Re: [PATCH RESEND1 00/12] ALSA: vsnd: Add Xen para-virtualized frontend driver

From: Takashi Sakamoto
Date: Mon Aug 21 2017 - 22:44:03 EST


Hi,

On Aug 18 2017 16:23, Oleksandr Andrushchenko wrote:
>> You mean that any alsa-lib or libpulse applications run on Dom0 as a
>> backend driver for the frontend driver on DomU?
>>
> No, the sound backend [1] is a user-space application (ALSA/PulseAudio
> client)
> which runs as a Xen para-virtual backend in Dom0 and serves all the
> frontends running in DomU(s).
> Other ALSA/PulseAudio clients in Dom0 are also allowed to run at the
> same time.
>
> [1] https://github.com/xen-troops/snd_be

Actually, you did what I meant.

Playback Capture
delay DomU-A DomU-B DomU-C delay
--------- --------- ---------
| | | | | |
(queueing) | App-A | | App-B | | App-C | (handling)
| | | | | | | ^
| | (TSS) | | (TSS) | | (TSS) | |
| | | | | | | |
| ---^----- ----^---- ----^---- |
| ===|==========|=========|==== XenBus and |
| ---|----------|-------- |---- mapped page frame |
| Dom0 | v v v | |
| |App-0 App-1 App-2 | |
| | ^ ^ ^ | |
| | |-> App-3<-| | | |
| |(IPC) ^ (IPC) | | |
| | v v | |
| |==HW abstraction for TSS ==| |
| | ^ ^ | |
| -----------|-----|----------- |
| | | (TSS = Time Sharing System) |
| v v |
| Hardwares |
v v |
(presenting) physical part (sampling)

I can easily imagine that several applications (App[0|1|2]) run in Dom0
as backend drivers of this context, to add several 'virtual' sound
device for DomU, via Xenbus.

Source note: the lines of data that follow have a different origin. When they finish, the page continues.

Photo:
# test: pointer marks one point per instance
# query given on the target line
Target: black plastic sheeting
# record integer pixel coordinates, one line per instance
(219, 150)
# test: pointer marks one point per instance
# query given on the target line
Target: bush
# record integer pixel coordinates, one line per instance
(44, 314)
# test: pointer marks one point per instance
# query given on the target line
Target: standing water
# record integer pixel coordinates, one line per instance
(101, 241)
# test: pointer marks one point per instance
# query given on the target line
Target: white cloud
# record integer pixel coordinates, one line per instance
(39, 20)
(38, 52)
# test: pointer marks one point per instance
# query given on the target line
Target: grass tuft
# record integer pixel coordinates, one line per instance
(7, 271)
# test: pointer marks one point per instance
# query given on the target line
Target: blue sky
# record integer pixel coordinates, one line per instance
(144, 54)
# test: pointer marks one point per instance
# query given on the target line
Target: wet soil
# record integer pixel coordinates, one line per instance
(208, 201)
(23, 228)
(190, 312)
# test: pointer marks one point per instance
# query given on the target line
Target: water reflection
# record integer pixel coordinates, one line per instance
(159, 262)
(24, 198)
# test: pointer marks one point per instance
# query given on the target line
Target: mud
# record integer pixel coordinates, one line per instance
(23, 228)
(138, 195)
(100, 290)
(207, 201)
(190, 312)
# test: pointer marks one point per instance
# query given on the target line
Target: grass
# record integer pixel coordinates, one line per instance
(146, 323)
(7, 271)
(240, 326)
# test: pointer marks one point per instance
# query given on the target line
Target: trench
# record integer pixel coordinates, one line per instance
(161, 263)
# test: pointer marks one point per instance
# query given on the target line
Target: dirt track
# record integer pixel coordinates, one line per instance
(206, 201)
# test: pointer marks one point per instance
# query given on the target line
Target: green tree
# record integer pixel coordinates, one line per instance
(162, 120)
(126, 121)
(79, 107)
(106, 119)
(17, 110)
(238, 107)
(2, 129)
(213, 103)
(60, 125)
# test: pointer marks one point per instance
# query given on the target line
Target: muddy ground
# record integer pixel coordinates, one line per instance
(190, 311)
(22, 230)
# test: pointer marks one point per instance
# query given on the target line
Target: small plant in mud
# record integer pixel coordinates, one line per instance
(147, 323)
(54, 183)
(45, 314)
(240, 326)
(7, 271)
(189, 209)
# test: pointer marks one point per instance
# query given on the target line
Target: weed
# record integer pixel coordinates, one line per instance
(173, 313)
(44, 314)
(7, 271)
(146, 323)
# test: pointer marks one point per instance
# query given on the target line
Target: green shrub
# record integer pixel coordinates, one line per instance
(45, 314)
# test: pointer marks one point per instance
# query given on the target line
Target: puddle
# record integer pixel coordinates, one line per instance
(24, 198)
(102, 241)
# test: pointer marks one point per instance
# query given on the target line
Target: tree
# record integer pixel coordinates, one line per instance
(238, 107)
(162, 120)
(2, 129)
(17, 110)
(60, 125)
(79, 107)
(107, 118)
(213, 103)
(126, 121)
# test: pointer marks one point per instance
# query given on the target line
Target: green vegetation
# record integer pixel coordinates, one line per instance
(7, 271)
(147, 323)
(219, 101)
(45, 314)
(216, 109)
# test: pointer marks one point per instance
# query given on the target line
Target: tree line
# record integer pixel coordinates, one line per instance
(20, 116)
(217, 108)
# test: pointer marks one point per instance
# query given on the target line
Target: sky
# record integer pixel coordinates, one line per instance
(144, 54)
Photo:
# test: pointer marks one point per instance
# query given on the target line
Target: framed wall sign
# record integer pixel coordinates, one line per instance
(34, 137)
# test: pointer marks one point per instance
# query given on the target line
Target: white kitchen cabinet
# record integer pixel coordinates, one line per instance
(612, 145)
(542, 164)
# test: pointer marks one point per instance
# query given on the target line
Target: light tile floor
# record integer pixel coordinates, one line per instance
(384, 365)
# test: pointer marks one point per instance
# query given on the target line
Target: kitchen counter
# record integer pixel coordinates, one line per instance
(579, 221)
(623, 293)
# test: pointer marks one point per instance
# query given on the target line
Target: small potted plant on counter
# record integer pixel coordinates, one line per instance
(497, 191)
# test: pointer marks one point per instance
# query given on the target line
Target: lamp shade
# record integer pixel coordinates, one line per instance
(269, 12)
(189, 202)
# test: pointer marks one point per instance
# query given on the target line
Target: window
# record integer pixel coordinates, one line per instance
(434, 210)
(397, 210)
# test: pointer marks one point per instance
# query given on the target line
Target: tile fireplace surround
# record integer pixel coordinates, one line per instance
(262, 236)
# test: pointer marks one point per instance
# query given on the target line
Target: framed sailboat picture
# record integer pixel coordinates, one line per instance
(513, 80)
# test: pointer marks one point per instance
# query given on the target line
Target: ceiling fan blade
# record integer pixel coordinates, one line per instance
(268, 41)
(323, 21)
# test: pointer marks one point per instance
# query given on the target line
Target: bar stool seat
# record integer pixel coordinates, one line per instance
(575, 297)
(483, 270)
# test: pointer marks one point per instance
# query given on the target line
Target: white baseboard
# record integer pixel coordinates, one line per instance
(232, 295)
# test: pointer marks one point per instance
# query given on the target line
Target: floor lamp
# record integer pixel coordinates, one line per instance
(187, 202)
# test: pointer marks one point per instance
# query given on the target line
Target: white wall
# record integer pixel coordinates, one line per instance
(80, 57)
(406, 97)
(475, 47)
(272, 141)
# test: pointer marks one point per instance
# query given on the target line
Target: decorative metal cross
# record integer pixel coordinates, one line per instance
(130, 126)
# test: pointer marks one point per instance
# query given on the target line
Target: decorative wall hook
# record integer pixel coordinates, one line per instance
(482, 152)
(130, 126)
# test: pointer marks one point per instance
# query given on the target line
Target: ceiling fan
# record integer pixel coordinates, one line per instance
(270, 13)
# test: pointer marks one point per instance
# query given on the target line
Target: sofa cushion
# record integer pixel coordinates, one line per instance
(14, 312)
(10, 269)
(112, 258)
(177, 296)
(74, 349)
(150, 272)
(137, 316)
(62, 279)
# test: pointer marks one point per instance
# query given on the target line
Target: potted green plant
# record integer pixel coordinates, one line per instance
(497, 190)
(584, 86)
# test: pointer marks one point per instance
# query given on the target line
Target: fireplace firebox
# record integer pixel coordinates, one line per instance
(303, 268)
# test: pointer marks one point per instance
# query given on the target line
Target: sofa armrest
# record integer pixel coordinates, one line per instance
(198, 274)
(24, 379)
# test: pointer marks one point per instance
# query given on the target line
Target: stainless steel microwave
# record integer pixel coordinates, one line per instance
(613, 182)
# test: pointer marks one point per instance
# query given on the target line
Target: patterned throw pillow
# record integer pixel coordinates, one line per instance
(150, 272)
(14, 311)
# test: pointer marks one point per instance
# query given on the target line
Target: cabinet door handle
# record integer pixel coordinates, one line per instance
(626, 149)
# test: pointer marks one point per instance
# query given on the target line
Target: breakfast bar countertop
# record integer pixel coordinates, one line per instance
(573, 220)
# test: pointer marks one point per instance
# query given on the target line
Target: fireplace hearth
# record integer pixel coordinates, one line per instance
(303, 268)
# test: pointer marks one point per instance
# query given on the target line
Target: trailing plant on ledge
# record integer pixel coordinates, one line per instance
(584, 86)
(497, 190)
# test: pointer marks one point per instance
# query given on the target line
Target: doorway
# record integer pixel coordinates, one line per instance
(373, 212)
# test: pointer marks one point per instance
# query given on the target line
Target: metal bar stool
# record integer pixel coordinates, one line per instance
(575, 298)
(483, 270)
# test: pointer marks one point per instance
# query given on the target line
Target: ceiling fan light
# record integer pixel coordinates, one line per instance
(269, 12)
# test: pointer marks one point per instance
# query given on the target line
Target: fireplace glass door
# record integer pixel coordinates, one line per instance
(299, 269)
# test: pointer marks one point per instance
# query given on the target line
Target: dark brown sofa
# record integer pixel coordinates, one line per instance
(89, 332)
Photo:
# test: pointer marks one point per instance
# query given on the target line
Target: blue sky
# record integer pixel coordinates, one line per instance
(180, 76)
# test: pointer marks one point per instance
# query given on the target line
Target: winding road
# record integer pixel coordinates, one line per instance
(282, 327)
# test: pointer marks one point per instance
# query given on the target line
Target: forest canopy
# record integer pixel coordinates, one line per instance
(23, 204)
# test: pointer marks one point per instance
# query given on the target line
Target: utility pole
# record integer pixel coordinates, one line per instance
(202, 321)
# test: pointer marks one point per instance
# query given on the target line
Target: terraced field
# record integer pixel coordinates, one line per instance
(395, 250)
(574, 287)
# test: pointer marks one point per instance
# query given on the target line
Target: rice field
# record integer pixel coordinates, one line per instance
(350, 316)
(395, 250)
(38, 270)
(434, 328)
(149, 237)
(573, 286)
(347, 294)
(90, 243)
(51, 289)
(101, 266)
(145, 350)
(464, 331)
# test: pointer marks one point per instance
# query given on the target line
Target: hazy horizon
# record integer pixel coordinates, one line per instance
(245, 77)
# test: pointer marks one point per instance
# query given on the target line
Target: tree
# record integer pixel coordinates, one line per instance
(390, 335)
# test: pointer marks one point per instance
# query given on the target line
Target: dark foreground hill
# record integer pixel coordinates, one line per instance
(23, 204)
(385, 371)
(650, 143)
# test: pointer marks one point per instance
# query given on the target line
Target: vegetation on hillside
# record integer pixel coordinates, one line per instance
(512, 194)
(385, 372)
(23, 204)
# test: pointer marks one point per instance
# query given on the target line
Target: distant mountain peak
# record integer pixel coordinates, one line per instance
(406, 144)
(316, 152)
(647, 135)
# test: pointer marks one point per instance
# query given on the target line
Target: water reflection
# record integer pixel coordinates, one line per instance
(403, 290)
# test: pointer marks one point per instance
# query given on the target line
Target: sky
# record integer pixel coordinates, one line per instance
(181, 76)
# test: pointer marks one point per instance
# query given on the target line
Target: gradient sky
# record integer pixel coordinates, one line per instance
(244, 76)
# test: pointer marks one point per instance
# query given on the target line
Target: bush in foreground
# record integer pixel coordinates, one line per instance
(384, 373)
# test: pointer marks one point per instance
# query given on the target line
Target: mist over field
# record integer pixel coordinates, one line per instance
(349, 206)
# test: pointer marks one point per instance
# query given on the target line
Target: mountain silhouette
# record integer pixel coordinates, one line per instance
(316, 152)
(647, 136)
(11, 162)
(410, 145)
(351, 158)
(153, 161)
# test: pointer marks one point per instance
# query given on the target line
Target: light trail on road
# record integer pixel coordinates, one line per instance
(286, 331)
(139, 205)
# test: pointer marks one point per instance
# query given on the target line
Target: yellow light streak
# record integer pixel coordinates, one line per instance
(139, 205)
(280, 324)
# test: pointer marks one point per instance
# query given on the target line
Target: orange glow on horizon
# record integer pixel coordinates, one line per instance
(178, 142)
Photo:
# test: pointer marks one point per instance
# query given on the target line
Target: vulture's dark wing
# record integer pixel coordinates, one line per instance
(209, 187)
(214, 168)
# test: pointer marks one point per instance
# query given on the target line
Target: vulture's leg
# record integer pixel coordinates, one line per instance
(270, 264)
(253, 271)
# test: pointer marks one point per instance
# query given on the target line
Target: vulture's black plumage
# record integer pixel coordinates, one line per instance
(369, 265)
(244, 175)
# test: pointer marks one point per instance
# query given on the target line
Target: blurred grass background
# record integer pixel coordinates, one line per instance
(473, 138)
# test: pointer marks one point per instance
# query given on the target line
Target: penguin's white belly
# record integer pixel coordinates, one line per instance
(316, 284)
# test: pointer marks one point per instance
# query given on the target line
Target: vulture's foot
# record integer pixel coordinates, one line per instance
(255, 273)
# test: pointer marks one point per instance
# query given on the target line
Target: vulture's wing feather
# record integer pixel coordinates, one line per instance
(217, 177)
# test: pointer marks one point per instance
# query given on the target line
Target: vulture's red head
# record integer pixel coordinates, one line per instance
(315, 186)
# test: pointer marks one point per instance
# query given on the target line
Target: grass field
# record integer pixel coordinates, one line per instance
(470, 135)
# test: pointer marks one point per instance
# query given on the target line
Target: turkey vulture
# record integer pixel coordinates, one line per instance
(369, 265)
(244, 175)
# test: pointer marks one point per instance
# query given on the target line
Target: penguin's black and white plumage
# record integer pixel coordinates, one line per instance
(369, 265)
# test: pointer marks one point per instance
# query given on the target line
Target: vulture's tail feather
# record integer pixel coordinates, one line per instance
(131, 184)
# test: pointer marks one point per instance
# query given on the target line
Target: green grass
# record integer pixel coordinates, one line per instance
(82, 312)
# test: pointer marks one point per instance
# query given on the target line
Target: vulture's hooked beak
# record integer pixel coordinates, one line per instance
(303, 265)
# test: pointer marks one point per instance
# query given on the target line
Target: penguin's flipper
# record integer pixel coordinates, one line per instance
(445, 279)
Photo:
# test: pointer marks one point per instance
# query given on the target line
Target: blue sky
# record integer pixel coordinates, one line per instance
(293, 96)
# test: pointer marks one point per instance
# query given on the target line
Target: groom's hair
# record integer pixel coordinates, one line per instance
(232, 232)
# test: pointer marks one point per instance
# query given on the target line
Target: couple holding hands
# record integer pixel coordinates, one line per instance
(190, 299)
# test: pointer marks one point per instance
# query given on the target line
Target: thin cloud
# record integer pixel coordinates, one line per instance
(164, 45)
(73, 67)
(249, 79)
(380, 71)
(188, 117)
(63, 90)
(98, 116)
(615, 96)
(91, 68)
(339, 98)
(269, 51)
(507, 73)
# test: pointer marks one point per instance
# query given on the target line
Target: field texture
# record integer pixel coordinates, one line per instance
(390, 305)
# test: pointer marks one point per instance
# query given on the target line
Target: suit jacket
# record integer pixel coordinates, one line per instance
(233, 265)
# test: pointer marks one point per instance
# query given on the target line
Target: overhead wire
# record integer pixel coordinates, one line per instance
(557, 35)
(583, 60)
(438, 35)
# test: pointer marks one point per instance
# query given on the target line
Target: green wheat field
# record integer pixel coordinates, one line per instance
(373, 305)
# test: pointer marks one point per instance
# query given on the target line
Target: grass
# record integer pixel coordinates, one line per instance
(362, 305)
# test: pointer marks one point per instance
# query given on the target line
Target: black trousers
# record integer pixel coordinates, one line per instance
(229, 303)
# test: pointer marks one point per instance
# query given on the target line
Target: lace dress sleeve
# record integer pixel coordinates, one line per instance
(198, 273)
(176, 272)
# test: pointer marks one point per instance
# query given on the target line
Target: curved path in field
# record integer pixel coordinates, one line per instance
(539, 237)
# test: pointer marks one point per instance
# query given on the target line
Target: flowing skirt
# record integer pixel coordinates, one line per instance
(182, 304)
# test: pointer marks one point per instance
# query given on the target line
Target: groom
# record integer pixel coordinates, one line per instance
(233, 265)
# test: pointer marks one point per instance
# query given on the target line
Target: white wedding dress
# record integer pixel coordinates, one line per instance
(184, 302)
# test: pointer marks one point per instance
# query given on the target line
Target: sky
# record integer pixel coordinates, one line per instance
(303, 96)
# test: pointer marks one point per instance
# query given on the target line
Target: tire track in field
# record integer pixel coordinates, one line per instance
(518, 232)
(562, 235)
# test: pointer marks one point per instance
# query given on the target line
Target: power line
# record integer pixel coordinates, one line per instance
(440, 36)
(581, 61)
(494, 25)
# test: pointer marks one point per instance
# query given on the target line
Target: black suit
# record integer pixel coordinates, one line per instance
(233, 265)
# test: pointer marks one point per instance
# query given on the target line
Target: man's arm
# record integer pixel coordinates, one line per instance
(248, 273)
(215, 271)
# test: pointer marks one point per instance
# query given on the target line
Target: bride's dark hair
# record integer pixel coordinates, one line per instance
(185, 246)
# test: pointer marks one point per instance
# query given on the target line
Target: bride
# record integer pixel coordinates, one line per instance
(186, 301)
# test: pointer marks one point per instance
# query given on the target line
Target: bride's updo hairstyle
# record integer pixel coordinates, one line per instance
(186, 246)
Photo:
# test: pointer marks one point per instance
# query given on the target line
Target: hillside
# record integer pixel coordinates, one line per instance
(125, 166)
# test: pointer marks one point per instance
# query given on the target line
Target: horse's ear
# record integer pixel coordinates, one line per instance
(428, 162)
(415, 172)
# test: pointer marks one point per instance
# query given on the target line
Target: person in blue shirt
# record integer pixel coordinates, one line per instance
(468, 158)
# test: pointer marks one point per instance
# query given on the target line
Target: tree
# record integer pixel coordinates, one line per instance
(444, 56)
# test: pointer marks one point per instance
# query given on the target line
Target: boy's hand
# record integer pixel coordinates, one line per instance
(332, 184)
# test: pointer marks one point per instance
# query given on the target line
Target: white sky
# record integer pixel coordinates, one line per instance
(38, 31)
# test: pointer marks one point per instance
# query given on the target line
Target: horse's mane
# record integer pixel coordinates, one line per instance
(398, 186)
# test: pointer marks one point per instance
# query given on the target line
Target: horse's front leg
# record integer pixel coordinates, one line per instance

The backend drivers can handle different
hardware for the 'virtual' sound devices; e.g. it can be BSD socket
applications. Of course, this is a sample based on my imagination.
Actually, you assume that your application exclusively produces the
'virtual' sound cards, I guess. Anyway, it's not a point of this
discussion.

> In order to implement option 1) discussed (Interrupts to respond events from
> actual hardware) we did number of experiments to find out if it can be
> implemented in the way it satisfies the requirements with respect to latency,
> interrupt number and use-cases.
>
> First of all the sound backend is a user-space application which uses either
> ALSA or PulseAudio to play/capture audio depending on configuration.
> Most of the use-cases we have are using PulseAudio as it allows to
> implement more complex use cases then just plain ALSA.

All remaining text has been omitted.